The CDC recommends cholesterol screening every 4–6 years for healthy adults aged 20+. Adults with risk factors (heart disease, diabetes, family history, smoking, obesity, hypertension) should screen more frequently — often annually or every 1–2 years. Children with family history of early heart disease or familial hypercholesterolemia should be screened at ages 9–11 and again at 17–21.
Do I need to fast before a cholesterol test?
Traditionally yes — a 9–12 hour fast was required for accurate triglyceride measurement, which affects calculated LDL. However, 2016 guidelines from the European Atherosclerosis Society suggest non-fasting lipid profiles are acceptable for initial screening since they reflect real-world exposure. Your doctor may specify fasting or non-fasting based on your situation.
Can genetics cause high cholesterol regardless of diet?
Yes — familial hypercholesterolemia (FH) is a genetic disorder affecting 1 in 250 people that causes severely elevated LDL (often 190–400+ mg/dL) from birth due to a mutation in LDL receptor genes. FH is the most common serious genetic disorder and the cause of premature heart attacks in young adults with no other risk factors. It requires aggressive treatment including high-intensity statins, often with additional agents like ezetimibe or PCSK9 inhibitors.
Is dietary cholesterol the main cause of high blood cholesterol?
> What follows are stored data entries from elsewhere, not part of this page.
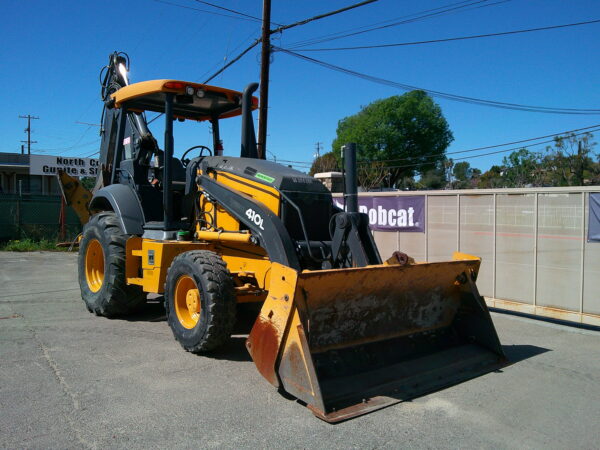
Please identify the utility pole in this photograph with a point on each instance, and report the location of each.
(265, 61)
(28, 131)
(318, 149)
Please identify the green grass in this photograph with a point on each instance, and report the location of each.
(29, 245)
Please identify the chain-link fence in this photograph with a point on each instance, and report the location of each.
(35, 217)
(533, 245)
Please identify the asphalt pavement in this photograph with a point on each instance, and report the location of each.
(69, 379)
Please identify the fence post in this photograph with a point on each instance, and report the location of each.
(582, 275)
(494, 248)
(458, 222)
(426, 228)
(18, 215)
(535, 246)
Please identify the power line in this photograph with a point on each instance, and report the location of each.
(322, 16)
(233, 61)
(460, 38)
(166, 2)
(486, 154)
(445, 95)
(29, 118)
(258, 19)
(410, 18)
(578, 132)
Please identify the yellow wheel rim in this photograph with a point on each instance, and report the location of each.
(187, 301)
(94, 265)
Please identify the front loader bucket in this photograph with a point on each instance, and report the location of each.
(349, 341)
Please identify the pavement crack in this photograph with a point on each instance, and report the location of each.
(64, 386)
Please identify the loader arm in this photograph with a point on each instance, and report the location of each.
(75, 195)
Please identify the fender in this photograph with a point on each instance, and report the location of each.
(125, 203)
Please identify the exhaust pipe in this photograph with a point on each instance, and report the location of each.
(248, 149)
(350, 178)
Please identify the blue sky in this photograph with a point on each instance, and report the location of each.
(52, 53)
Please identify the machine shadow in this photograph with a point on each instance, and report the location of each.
(519, 352)
(235, 350)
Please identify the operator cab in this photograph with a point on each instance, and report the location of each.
(162, 181)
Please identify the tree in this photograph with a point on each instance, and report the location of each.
(434, 178)
(491, 178)
(324, 163)
(462, 175)
(408, 133)
(523, 168)
(570, 162)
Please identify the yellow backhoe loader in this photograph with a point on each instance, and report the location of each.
(339, 329)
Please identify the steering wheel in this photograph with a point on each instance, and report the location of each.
(185, 161)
No — for most people, dietary cholesterol has minimal impact on blood cholesterol. The liver adjusts its own production based on dietary intake (feedback regulation). Saturated fat and trans fat are the primary dietary drivers of LDL elevation. The 2015 US Dietary Guidelines removed the previous 300mg/day dietary cholesterol limit for this reason. However, people with type 2 diabetes and some genetic variants absorb dietary cholesterol more than others.
What is a normal cholesterol level for my age?
Cholesterol targets are increasingly individualized based on 10-year cardiovascular risk, not just age. Generally: total cholesterol below 200 mg/dL, LDL below 100 mg/dL, HDL above 60 mg/dL, and triglycerides below 150 mg/dL are desirable across most adult age groups. Young adults (20–39) with high LDL (above 160 mg/dL) warrant early attention due to lifetime cardiovascular risk accumulation.